Investing.com - Hong Kong-listed China Zhongwang Holdings Ltd (HK:1333) slumped more than 20% on Thursday in Asia after U.S. prosecutors charged the company owner of evading $1.8 billion in tariffs on aluminum shipped to the U.S.
Liu Zhongtian, owner and former chairman of Zhongwang was accused of lying to U.S. customs agents to evade duties imposed in 2011 on certain types of aluminum imported into the U.S. from China, according to a statement from U.S. Attorney Nicola Hanna.

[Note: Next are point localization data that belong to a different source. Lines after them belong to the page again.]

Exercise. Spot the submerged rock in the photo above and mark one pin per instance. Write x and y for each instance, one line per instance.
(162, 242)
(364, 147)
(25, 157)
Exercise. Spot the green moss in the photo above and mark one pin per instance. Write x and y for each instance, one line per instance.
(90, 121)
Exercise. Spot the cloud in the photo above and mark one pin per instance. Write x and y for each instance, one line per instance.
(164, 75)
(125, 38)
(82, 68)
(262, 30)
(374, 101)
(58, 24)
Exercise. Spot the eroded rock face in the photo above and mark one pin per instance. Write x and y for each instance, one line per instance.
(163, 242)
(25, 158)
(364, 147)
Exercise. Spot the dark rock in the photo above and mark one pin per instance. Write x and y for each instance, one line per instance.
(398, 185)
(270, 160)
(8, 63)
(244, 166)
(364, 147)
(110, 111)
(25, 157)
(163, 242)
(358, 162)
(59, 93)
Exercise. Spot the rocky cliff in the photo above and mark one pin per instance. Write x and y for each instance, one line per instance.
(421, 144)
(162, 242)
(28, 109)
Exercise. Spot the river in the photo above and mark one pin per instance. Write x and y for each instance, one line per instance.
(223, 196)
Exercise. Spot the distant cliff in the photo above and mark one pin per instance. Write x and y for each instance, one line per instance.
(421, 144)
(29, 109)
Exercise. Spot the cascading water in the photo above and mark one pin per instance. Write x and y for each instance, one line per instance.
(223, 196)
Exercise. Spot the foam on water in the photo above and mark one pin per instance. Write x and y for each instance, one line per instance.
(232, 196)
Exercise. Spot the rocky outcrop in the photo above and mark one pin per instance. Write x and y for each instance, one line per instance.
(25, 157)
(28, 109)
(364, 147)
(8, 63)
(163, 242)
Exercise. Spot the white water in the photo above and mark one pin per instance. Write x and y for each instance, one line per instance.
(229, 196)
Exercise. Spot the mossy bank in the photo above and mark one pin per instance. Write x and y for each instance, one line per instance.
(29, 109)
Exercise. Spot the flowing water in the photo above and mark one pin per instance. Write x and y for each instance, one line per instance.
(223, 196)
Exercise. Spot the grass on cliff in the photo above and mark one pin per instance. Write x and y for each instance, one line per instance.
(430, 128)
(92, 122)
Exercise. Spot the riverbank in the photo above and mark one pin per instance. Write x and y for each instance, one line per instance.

“This indictment outlines the unscrupulous and anti-competitive practices of a corrupt businessman who defrauded the United States out of US$1.8 billion in tariffs due on Chinese imports,” prosecutors said in the statement.
"Moreover, the bogus sales of hundreds of millions of dollars of aluminium artificially inflated the value of a publicly traded company, putting at risk investors around the world."
According to Bloomberg, the prosecutors also allege Liu was behind a “massive” money-laundering scheme. He took a plea deal in exchange for cooperation with federal investigators, the article said.
Zhongwang Holdings’ shares last traded at $3.37 by 1:30 AM ET (05:30 GMT), down 16%. It was down as much as 22% earlier in the day.